Climate action activist and 350.org founder Bill McKibben took to Twitter Monday to honor her contributions to the movement.
In 2011, Kidder was arrested outside the White House as part of a protest against the Keystone XL pipeline designed to pipe crude oil from the Alberta tar sands to the Gulf Coast of the U.S., The Huffington Post reported.
The movement against the pipeline claimed a victory when President Barack Obama rejected it in 2015, but President Donald Trump reversed that decision upon taking office.
Kidder, who lived in Montana in latter life, protested the pipeline by refusing to leave a White House sidewalk with three other self-described "Montana grandmothers."
"We're the first state the pipeline goes through," Kidder said at the time.
"It's bound to leak, there's no way it's not going to ... they always assure us these things are safe, and they never are safe," Kidder said.
In the video, Kidder spoke out against the fossil fuel industry as a whole.
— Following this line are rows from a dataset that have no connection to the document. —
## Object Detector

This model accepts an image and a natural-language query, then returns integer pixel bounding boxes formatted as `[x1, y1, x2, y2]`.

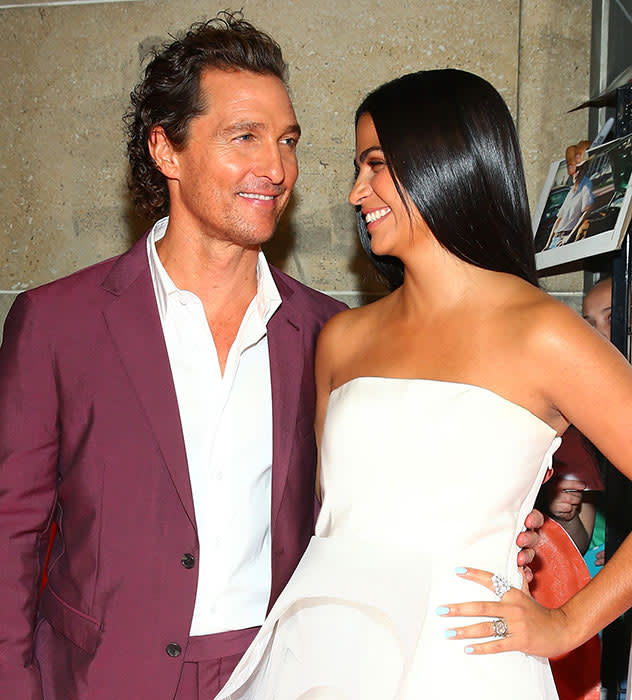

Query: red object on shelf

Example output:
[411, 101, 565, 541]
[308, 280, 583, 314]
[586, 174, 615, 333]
[531, 518, 601, 700]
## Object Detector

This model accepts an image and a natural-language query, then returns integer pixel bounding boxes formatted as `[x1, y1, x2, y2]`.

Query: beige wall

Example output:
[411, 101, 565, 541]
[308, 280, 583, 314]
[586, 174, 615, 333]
[0, 0, 591, 336]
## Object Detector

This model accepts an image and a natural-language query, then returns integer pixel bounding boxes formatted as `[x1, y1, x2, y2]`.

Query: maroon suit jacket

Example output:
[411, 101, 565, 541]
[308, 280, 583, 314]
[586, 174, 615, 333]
[0, 238, 344, 700]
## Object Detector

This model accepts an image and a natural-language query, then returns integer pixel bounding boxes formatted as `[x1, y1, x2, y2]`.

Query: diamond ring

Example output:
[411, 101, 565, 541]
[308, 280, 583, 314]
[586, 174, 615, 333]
[492, 574, 511, 600]
[492, 617, 507, 637]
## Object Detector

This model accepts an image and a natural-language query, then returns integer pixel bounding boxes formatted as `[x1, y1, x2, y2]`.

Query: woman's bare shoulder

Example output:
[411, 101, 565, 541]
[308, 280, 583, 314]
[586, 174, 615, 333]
[316, 299, 388, 368]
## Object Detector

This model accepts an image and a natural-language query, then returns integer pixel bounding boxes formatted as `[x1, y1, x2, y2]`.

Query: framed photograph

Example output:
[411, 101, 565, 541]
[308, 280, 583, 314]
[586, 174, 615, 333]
[533, 135, 632, 270]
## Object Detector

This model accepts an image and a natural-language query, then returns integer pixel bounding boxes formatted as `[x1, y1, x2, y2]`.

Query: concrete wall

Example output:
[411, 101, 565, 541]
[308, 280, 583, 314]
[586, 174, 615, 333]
[0, 0, 591, 340]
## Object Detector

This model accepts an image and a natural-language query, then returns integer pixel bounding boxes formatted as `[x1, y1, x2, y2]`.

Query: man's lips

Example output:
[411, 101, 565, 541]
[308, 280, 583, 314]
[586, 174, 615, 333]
[237, 192, 280, 202]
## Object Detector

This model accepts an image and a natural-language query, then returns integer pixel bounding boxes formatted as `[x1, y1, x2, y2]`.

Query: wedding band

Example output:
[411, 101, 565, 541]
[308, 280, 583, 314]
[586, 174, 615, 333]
[492, 574, 511, 600]
[492, 617, 507, 637]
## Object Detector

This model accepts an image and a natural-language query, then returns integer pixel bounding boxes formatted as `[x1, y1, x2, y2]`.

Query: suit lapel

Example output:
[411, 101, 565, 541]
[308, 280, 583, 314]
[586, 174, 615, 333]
[103, 236, 195, 527]
[268, 276, 304, 532]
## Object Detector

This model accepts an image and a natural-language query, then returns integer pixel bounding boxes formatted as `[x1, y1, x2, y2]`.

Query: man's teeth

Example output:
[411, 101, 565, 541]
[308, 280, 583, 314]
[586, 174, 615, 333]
[365, 207, 391, 224]
[239, 192, 274, 202]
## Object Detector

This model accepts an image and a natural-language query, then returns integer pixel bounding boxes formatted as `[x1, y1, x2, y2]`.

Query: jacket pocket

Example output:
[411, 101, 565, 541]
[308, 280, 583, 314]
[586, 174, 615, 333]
[40, 584, 103, 655]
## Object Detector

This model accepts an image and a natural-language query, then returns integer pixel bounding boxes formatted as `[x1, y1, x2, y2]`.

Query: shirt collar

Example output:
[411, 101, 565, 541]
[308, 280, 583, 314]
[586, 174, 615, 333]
[147, 216, 281, 325]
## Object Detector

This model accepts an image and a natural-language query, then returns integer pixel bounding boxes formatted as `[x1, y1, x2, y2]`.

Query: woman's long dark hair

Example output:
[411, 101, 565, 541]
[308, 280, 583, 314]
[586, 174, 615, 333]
[356, 69, 538, 289]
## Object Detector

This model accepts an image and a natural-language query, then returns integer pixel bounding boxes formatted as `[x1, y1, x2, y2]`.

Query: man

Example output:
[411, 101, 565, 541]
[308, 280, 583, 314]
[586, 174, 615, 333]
[0, 14, 537, 700]
[544, 277, 612, 567]
[582, 277, 612, 340]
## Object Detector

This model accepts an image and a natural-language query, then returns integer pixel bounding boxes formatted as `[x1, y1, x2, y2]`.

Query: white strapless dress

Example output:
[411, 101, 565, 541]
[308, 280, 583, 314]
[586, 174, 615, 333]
[217, 377, 560, 700]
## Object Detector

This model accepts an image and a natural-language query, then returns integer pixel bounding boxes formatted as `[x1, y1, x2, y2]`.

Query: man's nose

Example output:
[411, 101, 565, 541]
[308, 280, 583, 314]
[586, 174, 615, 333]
[255, 143, 285, 185]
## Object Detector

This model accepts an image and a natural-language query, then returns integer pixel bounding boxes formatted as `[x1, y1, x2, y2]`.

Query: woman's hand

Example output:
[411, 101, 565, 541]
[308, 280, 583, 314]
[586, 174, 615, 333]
[437, 569, 573, 657]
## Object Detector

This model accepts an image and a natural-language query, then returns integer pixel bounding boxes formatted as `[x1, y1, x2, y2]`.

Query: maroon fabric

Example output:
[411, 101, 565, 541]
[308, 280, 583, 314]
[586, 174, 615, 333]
[0, 232, 343, 700]
[175, 627, 259, 700]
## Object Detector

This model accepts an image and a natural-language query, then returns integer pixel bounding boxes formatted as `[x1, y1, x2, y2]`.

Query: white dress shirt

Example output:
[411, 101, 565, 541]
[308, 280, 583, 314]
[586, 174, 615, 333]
[147, 218, 281, 636]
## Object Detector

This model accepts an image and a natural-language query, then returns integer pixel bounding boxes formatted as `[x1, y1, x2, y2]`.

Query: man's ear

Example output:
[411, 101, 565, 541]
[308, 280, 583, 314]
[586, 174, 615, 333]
[147, 126, 178, 179]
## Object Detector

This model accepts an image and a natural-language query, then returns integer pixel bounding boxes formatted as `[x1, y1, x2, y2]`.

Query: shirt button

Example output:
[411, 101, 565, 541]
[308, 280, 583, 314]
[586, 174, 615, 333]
[165, 642, 182, 658]
[180, 552, 195, 569]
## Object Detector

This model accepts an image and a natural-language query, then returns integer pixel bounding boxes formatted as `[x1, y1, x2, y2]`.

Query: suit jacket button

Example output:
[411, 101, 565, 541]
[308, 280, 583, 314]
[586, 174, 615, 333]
[165, 642, 182, 658]
[180, 552, 195, 569]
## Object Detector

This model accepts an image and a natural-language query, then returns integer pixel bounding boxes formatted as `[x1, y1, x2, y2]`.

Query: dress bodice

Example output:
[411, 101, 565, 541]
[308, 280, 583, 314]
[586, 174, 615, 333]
[216, 377, 560, 700]
[316, 377, 559, 583]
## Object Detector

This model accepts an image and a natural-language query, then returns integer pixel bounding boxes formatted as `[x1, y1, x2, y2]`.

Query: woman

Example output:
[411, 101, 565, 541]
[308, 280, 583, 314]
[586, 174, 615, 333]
[218, 70, 632, 700]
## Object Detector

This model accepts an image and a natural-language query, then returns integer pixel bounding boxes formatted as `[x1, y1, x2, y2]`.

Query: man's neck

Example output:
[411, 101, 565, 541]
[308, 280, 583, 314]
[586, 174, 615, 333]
[156, 220, 259, 373]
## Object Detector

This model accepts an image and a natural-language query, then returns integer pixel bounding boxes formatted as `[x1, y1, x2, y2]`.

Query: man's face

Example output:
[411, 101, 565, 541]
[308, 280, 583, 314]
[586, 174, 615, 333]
[583, 280, 612, 340]
[168, 69, 300, 247]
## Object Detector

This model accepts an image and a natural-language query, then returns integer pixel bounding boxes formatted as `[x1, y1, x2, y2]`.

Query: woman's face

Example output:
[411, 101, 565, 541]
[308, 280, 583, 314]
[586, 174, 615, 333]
[349, 114, 414, 257]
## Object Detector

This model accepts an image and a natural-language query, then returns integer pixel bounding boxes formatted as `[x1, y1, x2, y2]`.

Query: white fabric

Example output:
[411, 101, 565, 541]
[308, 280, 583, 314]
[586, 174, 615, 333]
[217, 377, 560, 700]
[147, 219, 281, 636]
[557, 176, 595, 231]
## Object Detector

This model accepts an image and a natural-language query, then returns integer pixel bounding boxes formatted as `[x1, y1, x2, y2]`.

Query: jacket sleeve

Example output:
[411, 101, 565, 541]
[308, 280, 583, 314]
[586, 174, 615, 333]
[0, 293, 59, 700]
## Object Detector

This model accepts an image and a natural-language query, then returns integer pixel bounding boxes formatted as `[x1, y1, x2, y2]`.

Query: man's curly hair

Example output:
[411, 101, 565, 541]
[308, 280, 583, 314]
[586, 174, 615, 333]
[123, 11, 287, 220]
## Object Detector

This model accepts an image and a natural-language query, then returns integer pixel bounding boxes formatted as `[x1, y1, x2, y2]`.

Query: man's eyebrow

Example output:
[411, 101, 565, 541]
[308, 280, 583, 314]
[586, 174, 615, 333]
[356, 146, 382, 163]
[221, 120, 301, 136]
[221, 121, 265, 134]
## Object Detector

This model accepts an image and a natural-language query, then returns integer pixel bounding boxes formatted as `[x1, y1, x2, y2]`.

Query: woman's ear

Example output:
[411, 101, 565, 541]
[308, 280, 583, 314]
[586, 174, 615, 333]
[147, 126, 178, 179]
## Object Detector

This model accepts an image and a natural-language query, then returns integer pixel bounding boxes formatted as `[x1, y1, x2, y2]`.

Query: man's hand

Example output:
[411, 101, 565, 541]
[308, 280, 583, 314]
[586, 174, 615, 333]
[566, 141, 590, 175]
[516, 509, 544, 583]
[546, 479, 586, 522]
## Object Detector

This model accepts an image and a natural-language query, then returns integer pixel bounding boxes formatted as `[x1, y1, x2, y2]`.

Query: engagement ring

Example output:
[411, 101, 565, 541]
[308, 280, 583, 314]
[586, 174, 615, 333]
[492, 574, 511, 600]
[492, 617, 507, 637]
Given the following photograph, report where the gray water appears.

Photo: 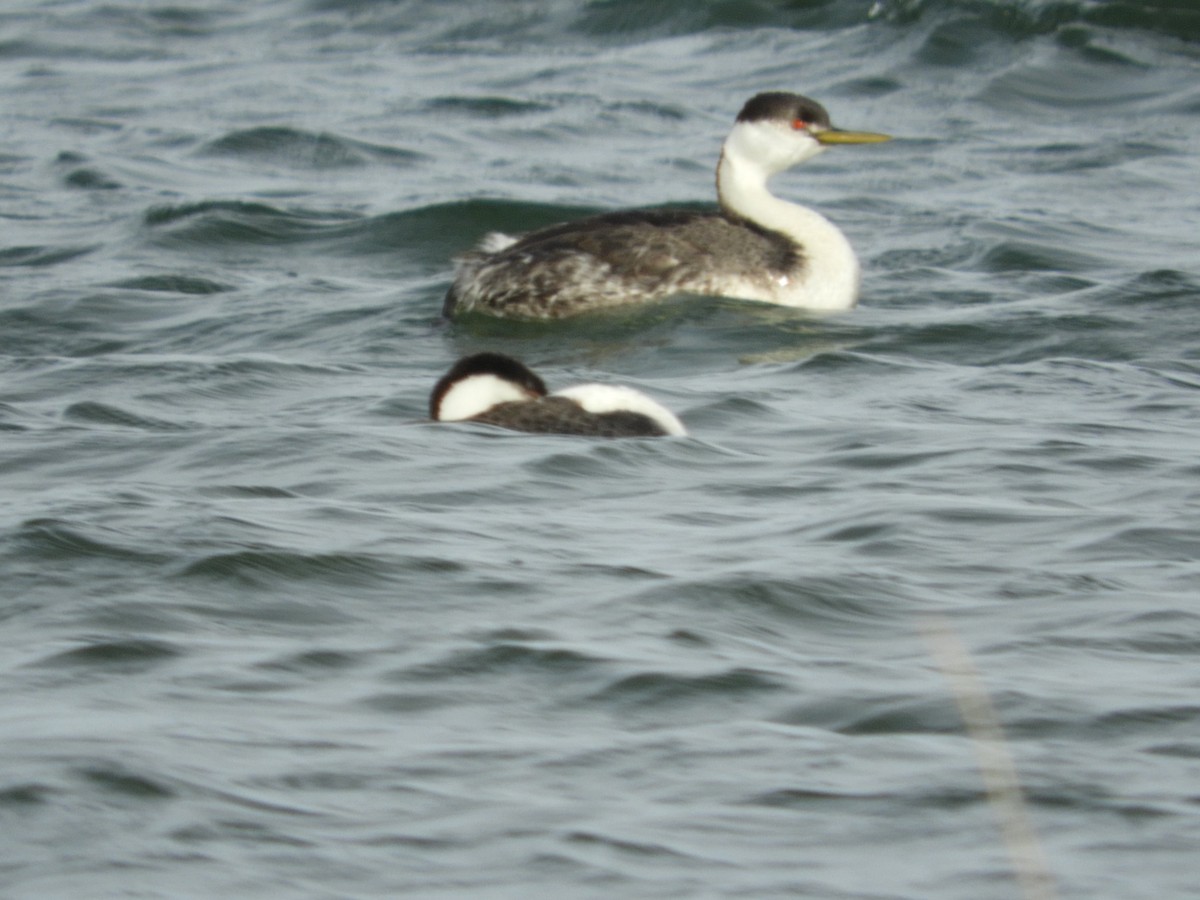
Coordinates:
[0,0,1200,900]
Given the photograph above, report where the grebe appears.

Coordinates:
[442,91,890,318]
[430,353,688,438]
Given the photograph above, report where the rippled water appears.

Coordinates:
[0,0,1200,899]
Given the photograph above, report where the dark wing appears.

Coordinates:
[444,209,800,316]
[472,397,667,438]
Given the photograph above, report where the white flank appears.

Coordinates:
[551,384,688,437]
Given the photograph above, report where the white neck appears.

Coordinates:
[437,374,533,422]
[716,122,860,310]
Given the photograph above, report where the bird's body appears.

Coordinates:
[443,94,887,318]
[430,353,688,438]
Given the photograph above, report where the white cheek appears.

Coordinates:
[438,374,529,422]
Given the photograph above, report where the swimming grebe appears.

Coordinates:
[442,92,889,318]
[430,353,688,438]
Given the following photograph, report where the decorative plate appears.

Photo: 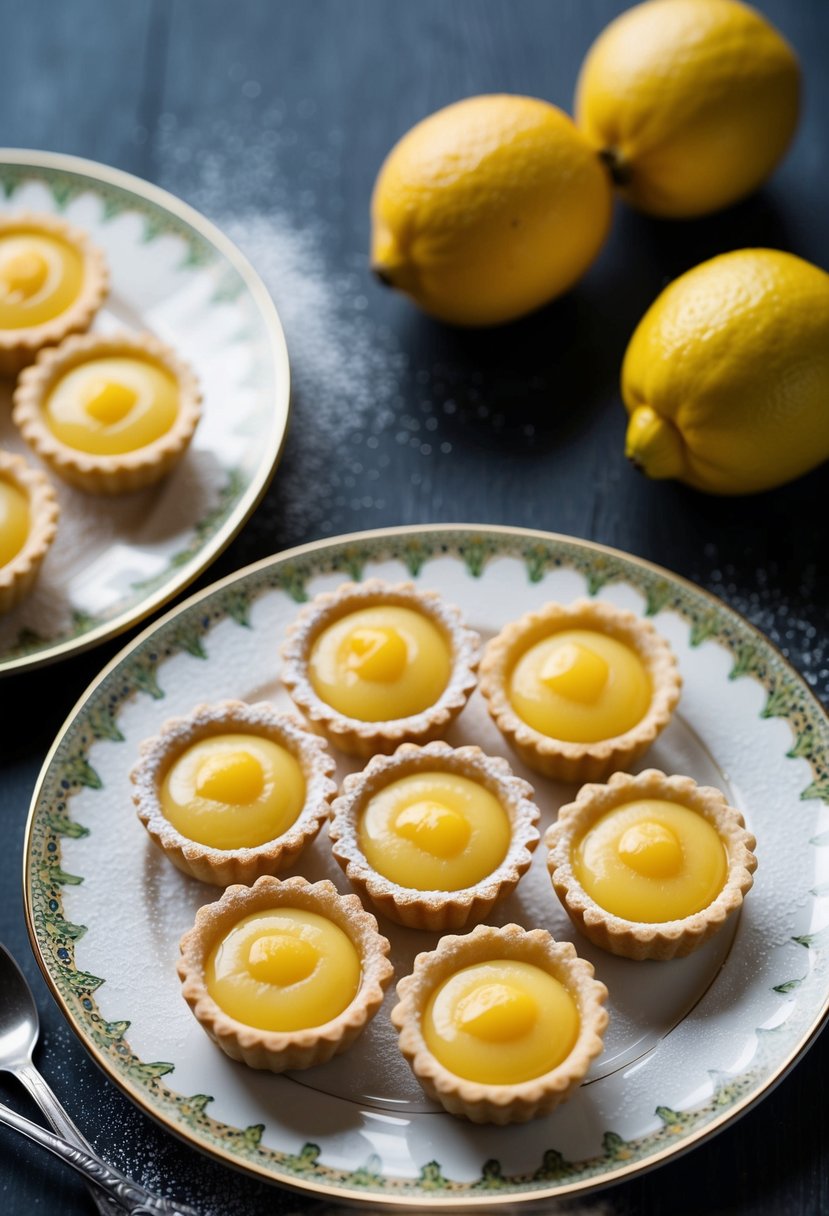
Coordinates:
[26,527,829,1207]
[0,148,289,675]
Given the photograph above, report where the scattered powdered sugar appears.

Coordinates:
[155,109,408,541]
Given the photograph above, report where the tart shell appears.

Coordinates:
[0,451,60,613]
[480,599,682,782]
[282,579,480,756]
[0,212,109,376]
[12,333,202,494]
[177,876,393,1073]
[391,924,608,1124]
[545,769,757,961]
[130,700,337,886]
[329,742,540,933]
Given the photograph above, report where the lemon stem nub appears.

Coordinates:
[599,148,631,186]
[625,405,686,479]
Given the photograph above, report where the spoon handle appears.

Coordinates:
[15,1063,124,1216]
[0,1103,197,1216]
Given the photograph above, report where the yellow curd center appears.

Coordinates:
[359,771,511,891]
[508,629,652,743]
[309,604,452,722]
[423,958,579,1085]
[573,799,728,924]
[159,734,305,849]
[0,477,32,568]
[0,229,84,330]
[204,908,362,1030]
[44,355,179,456]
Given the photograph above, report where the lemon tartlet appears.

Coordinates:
[545,769,757,959]
[329,742,540,931]
[130,700,337,886]
[177,876,393,1073]
[0,451,58,612]
[0,212,109,376]
[480,599,682,782]
[391,924,608,1124]
[12,333,202,494]
[282,579,480,756]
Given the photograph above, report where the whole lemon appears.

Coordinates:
[372,94,611,325]
[575,0,800,216]
[621,249,829,494]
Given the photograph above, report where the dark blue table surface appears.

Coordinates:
[0,0,829,1216]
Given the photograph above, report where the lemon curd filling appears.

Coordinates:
[43,355,180,456]
[204,907,362,1031]
[357,771,511,891]
[508,629,652,743]
[423,958,580,1085]
[0,477,32,568]
[309,604,452,722]
[573,798,728,923]
[0,229,84,330]
[159,734,305,849]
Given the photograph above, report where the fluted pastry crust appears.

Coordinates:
[545,769,757,959]
[0,451,60,613]
[480,599,682,782]
[391,924,608,1124]
[0,212,109,376]
[329,742,540,933]
[12,333,202,494]
[177,876,394,1073]
[130,700,337,886]
[282,579,480,756]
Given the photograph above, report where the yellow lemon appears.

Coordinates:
[372,95,611,325]
[622,249,829,494]
[576,0,800,216]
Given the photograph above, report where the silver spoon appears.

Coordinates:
[0,1102,198,1216]
[0,944,195,1216]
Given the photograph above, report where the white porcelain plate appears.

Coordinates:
[26,528,829,1207]
[0,148,289,675]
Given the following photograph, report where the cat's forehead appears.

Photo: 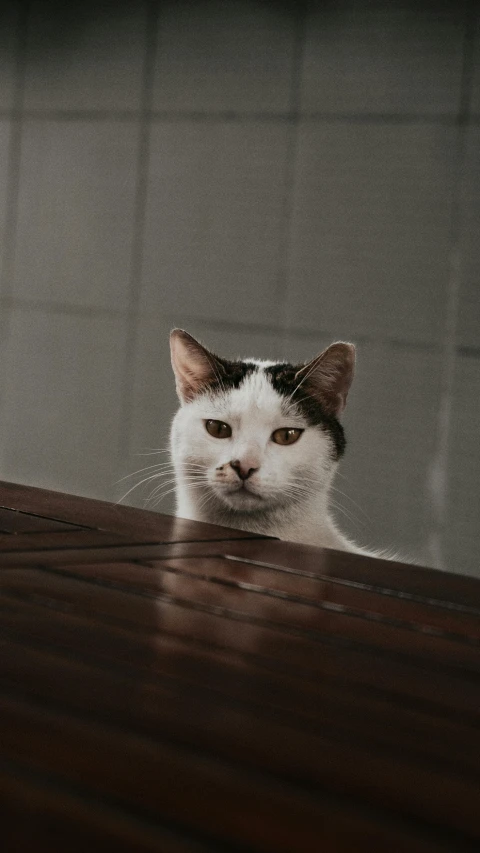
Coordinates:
[214,361,298,419]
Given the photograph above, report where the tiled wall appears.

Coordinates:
[0,0,480,574]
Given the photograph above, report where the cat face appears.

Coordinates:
[171,330,353,512]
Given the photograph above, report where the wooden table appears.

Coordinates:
[0,483,480,853]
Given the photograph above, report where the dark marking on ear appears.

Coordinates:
[264,362,346,459]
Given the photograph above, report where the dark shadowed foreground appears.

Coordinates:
[0,483,480,853]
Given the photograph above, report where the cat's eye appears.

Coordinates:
[205,420,232,438]
[272,427,303,444]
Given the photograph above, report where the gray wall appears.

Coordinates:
[0,0,480,573]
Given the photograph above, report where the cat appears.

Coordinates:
[170,329,377,556]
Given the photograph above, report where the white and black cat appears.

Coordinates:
[170,329,373,556]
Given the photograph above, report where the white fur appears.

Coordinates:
[171,359,373,556]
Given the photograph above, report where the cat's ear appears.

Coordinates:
[295,341,355,417]
[170,329,223,403]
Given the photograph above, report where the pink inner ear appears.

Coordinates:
[297,343,355,417]
[170,329,221,402]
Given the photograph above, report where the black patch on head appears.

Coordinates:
[208,356,258,393]
[264,363,346,459]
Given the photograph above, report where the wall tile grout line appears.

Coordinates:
[0,107,472,126]
[0,296,480,359]
[117,0,160,480]
[426,0,477,569]
[275,3,306,346]
[0,2,30,472]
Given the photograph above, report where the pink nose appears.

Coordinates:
[230,459,258,480]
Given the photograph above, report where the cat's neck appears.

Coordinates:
[177,475,354,551]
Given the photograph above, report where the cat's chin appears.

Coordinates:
[217,488,265,512]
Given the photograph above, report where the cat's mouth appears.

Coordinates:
[219,480,263,506]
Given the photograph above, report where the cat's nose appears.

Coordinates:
[230,459,258,480]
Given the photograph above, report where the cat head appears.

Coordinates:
[170,329,355,513]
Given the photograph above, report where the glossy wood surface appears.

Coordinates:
[0,483,480,853]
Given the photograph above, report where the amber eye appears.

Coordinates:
[205,420,232,438]
[272,427,303,444]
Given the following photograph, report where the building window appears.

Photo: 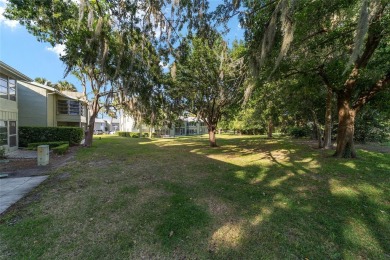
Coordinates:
[0,76,8,99]
[0,75,16,101]
[0,121,8,145]
[9,121,16,147]
[57,100,84,115]
[8,79,16,101]
[57,100,68,115]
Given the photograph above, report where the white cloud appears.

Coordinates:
[159,61,169,70]
[0,3,19,29]
[46,44,66,56]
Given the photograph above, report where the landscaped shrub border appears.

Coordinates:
[53,143,69,155]
[118,132,145,138]
[27,141,69,150]
[19,126,84,147]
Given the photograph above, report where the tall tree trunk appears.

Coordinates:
[333,94,356,158]
[84,98,100,147]
[311,110,322,148]
[323,87,333,149]
[267,118,274,138]
[208,125,217,147]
"The problem is not just fracking," she said. "It's that the energy companies, oil and gas in particular, have been given pretty much a free reign to do whatever they want, even if that means destroying people's lives, their livelihood and the planet as we know it."
At the end of the video, she urged action based on a concern for future generations.
"My grandchildren's lives are going to be much tougher and much less beautiful than mine was, and so are yours, so join us in trying to save our planet before it's too late."
Kidder was born in Canada in the Northwest Territories. In a video explaining her participation in the Keystone XL protest, she mentioned her Canadian upbringing. "This affects me in two ways," she said, referring to her experience in both Northern Canada and Montana. She became a U.S. citizen in 2005.
In addition to supporting environmental causes, she also spoke out against the Gulf War in the early 1990s and the Iraq War in the early 2000s.
She died quietly in her sleep in her home in Livingston, Montana, Variety reported.